The emphasis of the programme was on the present and the future - on current scholarship and today's scientific developments - in what is a highly successful university. The 1,000 visitors, by contrast, were of course representative of the past, in the sense that their time at the University was five, 10, 20, or more years ago.

Having been involved in the organisation of the Alumni Weekend, I took the opportunity during the following week of attending an open day offered by the University's Estate Management and Building Service. It was designed to give people - University staff and people from the local business and professional community - an idea of the extensive developments that are currently taking place. A huge building programme is under way. The open day, like the Alumni Weekend, placed the emphasis on present and future, on planned new buildings, and the care and maintenance of existing ones, to support the University's academic purpose.

Why did so many people attend the Alumni Weekend? The reason, I believe, is that they feel a sense of belonging to the institution. Each is a member - not a former member, but a member - of the University, and of a college, and that concept of lifelong membership undoubtedly brings with it a sense of responsibility as well as a sense of belonging. The responsibility is to understand, and support (not necessarily financially), the institution greatly changed as of course it is - a university which does not change to meet changing needs dies - just as one tries to understand and support one's family.

Is this a romantically idealised view? I believe it is not, even though many people may argue that in an intensely realistic world such emphasis on belonging is eye-wash. My feelings about it are coloured by the fact that, as this month begins, I reach the age at which my Fellowship of my college, which I joined 32 years ago, is transformed into an emeritus Fellowship. I am reminded of the story of a distinguished newspaper editor who was replaced by the proprietor - and as a sop to his pride made editor emeritus. He asked the proprietor what exactly emeritus meant. "The 'e' means you are no longer editor; the 'meritus' means that you do not deserve to be," came the brutal reply.

That, I am glad to say, is not how it seems to me. It is appropriate that the new generation moves forward, in any organisation, and the older generation takes a back seat. But the process need not mean rejection. Emeritus status is a recognition of the continuing membership which is a feature of this university, and it must surely be to the advantage of the institution as well as to the individual that support for what the institution is doing accompanies that feeling of permanence.

After a turbulent conference, the Prime Minister and other leaders of the British Labour Party, the party of present Government, must have wished for a stronger sense of membership among their followers.

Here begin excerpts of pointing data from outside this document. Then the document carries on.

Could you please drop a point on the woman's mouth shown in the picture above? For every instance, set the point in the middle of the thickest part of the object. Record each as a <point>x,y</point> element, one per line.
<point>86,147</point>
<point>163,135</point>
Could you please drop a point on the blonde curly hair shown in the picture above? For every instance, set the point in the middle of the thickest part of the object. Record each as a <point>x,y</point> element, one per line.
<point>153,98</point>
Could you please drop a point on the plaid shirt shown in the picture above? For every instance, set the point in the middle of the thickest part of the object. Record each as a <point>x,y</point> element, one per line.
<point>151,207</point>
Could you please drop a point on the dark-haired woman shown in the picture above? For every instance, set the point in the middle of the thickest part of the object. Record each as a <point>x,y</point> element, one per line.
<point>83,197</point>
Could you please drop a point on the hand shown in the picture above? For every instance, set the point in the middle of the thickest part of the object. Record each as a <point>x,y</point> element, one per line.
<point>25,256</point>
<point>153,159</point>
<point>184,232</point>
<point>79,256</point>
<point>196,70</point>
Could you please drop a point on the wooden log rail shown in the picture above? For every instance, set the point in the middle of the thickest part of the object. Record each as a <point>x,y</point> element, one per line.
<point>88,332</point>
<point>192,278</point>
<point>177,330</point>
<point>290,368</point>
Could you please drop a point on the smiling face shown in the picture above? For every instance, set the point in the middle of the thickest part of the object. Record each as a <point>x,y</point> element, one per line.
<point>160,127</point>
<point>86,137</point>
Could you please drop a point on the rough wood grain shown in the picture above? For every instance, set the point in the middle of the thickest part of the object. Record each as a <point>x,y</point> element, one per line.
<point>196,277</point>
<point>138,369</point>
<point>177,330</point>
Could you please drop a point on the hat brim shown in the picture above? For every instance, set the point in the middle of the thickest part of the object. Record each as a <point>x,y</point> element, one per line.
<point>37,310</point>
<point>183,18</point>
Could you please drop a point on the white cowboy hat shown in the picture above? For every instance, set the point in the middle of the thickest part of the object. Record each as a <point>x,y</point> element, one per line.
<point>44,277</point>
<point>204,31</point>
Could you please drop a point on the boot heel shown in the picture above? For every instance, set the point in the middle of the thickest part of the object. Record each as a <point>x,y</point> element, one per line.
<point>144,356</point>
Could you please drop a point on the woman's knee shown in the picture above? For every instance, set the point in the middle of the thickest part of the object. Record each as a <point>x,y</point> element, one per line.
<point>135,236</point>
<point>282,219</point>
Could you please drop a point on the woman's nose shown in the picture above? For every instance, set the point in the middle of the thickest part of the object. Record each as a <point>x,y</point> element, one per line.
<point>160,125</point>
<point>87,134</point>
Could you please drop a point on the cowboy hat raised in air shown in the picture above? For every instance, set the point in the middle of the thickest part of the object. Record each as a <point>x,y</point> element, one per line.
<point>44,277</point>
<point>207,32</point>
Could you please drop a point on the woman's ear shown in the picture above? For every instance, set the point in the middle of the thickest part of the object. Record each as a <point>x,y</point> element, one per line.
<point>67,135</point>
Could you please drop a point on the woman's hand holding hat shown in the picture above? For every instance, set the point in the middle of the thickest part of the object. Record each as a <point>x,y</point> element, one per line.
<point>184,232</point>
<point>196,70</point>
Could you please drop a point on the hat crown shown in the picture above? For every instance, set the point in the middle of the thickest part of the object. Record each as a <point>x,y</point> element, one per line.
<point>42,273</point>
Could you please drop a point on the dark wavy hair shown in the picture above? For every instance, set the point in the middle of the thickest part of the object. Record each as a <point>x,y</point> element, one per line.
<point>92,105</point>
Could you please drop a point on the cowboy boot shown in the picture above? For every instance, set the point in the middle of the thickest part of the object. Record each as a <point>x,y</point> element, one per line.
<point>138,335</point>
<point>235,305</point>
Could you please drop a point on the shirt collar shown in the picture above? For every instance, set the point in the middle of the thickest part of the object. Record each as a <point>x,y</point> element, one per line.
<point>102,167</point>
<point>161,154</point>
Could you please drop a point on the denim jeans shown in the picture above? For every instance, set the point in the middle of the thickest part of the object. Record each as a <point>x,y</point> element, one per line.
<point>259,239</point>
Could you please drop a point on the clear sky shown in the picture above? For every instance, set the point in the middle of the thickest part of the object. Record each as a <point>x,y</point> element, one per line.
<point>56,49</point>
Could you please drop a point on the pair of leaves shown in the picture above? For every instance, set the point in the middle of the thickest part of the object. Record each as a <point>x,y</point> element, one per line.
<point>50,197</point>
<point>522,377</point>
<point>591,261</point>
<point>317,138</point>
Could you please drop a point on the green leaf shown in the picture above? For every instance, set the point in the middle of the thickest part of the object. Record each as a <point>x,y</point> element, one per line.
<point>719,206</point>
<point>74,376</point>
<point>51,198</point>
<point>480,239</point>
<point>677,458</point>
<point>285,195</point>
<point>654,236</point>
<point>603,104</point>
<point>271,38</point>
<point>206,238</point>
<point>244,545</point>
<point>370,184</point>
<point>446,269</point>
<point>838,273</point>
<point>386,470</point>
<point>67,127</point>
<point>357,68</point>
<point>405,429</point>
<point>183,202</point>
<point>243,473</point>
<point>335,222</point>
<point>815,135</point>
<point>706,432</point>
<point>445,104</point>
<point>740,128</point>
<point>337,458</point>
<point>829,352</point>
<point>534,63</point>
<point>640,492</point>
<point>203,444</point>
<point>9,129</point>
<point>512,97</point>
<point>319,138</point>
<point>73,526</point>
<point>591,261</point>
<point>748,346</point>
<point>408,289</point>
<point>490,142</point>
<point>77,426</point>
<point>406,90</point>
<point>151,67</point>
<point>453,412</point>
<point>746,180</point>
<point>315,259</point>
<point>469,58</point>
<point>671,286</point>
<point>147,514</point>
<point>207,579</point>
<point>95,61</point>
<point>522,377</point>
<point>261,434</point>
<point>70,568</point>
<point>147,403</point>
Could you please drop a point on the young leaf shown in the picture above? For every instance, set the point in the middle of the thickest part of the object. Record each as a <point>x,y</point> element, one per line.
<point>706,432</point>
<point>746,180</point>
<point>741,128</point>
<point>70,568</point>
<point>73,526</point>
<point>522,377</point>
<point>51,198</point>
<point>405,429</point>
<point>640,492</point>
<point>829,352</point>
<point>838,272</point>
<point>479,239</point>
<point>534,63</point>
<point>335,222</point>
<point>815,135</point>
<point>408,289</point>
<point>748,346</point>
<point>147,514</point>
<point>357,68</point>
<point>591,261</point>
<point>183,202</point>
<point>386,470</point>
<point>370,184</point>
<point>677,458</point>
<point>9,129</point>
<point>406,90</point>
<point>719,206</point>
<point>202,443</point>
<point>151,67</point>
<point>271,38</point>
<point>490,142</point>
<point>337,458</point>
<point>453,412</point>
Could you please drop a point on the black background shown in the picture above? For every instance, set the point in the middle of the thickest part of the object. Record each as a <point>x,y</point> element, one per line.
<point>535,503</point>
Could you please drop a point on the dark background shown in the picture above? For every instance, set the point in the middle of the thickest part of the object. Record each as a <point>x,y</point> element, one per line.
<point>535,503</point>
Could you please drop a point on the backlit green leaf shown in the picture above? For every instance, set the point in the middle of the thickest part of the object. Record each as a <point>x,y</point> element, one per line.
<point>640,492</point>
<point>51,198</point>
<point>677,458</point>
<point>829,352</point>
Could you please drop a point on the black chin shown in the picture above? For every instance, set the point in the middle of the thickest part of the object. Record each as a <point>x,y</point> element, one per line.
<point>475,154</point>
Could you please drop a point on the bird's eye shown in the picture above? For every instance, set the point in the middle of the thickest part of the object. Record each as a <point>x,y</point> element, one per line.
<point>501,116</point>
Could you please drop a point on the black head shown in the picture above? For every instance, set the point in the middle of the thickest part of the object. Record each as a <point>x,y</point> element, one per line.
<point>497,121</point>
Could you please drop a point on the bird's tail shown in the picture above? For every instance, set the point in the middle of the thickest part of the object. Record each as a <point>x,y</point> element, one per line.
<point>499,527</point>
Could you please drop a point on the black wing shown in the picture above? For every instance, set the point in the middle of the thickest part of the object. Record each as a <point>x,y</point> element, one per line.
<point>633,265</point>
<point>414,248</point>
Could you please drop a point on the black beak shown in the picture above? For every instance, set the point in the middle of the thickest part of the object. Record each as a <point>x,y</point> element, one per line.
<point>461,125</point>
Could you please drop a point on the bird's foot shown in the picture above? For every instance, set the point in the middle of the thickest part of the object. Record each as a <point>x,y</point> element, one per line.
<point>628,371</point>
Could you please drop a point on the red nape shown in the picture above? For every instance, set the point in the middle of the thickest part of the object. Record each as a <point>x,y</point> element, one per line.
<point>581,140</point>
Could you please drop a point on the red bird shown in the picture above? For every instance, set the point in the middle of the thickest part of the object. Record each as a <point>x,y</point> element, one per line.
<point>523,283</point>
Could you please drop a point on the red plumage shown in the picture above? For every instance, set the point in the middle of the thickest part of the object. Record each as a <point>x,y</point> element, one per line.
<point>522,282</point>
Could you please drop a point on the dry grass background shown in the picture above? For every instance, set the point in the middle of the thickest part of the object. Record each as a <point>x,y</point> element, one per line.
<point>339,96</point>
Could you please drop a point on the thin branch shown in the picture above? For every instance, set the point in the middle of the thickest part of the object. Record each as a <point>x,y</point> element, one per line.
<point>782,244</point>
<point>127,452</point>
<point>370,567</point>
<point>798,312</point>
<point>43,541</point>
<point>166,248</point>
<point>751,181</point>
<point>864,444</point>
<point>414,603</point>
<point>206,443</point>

They were faced with criticism, and indeed revolt, over a number of policy issues. The complaint of the critics was essentially that the party has not been following some of the policies which they, the critics, see as the bedrock on which it is built. Mr. Blair and his colleagues, for their part, are urging the party to look forward, not back.

Whatever the rights and wrongs of particular policies, the general point that a party, like any other living organisation, must be prepared to embrace change if it is to survive, is surely true, just as it is true of the University of Cambridge. The risk is that if change leaves supporters behind, the organisation can quickly fall into serious difficulty. Binding them in by making their membership real, and making them realise that their contribution is important, is not a mere friendly courtesy. It is a pretty good survival strategy - which is why Cambridge puts a lot of effort into its Alumni Weekend.

BILL KIRKMAN

The writer is an Emeritus Fellow of Wolfson College, Cambridge.